Mounting Large Dataset Archives on Supercomputers

Background

I recently worked with the AffectNet dataset, which contains over a million files. I was using the Setonix supercomputer, which utilises the Lustre file system. A temporary storage partition at /scratch was provided, but it had a file count limit of 1 million. When I tried to extract the dataset, I ran into errors due to exceeding this limit.

The standard solution is to submit a ticket requesting a quota increase. But, as anyone familiar with Australian bureaucracy might expect, I submitted the request on Monday and only got approval by Friday after a few back-and-forth questions.

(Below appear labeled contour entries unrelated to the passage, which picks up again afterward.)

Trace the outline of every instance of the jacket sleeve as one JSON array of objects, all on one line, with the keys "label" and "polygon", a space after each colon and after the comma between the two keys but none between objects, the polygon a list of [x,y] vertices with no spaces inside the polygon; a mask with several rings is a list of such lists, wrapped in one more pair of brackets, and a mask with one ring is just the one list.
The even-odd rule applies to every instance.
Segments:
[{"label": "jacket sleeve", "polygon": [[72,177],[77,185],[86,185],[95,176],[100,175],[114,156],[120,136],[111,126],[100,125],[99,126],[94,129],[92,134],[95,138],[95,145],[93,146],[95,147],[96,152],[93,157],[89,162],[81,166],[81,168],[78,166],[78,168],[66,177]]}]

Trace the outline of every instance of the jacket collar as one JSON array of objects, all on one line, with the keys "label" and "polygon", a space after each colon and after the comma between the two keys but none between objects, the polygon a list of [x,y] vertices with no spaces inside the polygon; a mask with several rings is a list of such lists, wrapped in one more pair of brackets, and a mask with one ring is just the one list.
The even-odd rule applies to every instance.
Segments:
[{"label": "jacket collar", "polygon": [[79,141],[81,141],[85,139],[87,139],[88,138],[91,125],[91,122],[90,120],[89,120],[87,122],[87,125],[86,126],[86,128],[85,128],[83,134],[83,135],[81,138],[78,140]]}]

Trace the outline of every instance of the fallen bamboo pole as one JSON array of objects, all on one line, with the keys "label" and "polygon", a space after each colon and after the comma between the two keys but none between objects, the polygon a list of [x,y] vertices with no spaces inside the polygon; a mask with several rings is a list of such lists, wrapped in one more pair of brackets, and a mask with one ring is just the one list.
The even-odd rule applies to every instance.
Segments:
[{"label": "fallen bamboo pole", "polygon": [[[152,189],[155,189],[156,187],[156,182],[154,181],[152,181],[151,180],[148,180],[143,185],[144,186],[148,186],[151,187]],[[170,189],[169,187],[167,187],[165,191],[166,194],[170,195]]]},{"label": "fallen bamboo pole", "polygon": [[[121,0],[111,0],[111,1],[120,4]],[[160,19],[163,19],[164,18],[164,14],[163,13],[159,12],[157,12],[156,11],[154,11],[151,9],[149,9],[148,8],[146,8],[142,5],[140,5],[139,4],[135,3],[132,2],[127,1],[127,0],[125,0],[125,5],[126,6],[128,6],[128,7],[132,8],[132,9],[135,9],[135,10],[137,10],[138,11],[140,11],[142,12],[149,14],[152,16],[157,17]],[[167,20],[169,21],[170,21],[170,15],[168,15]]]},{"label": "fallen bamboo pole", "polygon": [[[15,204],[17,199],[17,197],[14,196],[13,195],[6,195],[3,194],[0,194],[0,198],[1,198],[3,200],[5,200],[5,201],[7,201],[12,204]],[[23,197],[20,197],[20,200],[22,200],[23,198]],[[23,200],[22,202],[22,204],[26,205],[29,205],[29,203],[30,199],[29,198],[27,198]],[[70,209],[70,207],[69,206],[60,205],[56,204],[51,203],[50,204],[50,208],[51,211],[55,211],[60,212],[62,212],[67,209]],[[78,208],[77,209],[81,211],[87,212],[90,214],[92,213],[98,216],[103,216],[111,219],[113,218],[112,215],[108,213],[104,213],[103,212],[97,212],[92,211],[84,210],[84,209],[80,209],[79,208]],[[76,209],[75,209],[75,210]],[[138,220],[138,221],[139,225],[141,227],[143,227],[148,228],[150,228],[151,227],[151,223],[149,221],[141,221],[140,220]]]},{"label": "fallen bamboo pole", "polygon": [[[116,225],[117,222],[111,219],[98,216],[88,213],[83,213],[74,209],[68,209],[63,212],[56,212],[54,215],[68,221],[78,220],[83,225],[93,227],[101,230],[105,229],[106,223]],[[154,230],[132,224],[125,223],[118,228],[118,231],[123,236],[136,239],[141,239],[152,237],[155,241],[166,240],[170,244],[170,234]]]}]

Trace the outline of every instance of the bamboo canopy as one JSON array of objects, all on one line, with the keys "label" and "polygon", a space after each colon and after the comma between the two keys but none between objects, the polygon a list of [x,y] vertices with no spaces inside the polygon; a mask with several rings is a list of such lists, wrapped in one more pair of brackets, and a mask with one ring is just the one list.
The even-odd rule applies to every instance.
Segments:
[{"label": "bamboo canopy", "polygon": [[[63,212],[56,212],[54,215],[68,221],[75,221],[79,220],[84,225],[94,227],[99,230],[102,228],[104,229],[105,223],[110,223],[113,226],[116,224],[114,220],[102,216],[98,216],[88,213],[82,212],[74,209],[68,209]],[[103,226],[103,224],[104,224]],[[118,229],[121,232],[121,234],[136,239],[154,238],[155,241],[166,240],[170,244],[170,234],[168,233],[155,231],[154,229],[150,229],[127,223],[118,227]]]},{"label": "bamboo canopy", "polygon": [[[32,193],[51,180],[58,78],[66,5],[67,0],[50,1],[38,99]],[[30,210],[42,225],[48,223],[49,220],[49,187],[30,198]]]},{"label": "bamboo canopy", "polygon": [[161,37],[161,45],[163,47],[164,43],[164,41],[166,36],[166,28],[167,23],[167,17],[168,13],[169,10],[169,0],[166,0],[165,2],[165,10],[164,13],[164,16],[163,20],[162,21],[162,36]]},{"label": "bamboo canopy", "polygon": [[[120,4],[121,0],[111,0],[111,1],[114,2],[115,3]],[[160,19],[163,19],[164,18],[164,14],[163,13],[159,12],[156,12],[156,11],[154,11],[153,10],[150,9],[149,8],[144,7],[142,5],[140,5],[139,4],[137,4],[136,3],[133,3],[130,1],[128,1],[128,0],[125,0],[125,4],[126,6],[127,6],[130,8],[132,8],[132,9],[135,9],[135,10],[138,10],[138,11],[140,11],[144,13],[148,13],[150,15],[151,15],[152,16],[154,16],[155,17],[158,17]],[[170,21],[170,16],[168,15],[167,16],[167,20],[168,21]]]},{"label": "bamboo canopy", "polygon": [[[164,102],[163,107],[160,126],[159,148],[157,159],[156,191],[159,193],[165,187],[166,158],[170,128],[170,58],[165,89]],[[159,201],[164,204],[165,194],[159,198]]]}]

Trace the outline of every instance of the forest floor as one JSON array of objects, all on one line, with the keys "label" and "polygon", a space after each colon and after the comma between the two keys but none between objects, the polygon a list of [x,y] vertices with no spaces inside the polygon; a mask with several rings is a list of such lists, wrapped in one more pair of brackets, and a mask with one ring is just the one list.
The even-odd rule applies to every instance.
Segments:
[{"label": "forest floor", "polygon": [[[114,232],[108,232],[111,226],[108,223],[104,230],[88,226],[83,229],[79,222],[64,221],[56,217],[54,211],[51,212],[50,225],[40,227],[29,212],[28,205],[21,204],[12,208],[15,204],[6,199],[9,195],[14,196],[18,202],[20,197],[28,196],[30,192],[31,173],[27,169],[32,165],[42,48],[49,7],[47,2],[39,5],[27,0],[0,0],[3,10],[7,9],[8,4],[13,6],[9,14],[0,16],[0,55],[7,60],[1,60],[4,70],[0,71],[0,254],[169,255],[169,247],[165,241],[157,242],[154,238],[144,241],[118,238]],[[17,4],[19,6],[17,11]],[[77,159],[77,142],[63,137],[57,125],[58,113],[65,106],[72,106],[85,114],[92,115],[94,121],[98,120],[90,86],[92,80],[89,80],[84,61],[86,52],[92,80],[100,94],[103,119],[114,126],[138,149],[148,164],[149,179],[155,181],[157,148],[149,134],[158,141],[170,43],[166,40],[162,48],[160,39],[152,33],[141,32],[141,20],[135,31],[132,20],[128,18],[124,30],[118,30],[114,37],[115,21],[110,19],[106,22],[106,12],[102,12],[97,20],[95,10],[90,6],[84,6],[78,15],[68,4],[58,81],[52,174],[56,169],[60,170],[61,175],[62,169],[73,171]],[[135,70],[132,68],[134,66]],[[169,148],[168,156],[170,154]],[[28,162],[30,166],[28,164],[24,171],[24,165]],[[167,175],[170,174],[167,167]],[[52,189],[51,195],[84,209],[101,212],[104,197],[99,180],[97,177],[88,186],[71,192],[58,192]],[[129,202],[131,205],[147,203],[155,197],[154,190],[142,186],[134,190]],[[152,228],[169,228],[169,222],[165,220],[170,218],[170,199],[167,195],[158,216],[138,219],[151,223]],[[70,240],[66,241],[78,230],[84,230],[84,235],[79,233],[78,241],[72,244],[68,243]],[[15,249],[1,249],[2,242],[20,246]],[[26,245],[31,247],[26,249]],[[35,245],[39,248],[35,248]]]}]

Instead of relying on others, I found an alternative solution to this issue.

Concept

The dataset was packaged as a tar archive. While .tar files are technically archives rather than compressed files, I’ll refer to them as “archives” for simplicity. It turns out that there’s a way to mount such archives directly as directories without extracting them.

The key technology here is FUSE — Filesystem in Userspace. This allows users to mount filesystems without root privileges. After some research, I discovered a Python tool called ratarmount that supports this functionality.

Step-by-Step Guide

Since I’m using a supercomputer environment, I first need to load the relevant module to use Python, then activate my virtual environment:

1
2
module load pytorch/2.2.0-rocm5.7.3
source /home/liyumin/software/venv/bin/activate

If you already have access to Python without loading modules, you can skip the steps above.

Next, install ratarmount using pip:

1
pip install ratarmount

Once installed, you can mount the archive with the following command:

1
ratarmount train_set.tar train_set

This mounts the train_set.tar archive to the train_set directory.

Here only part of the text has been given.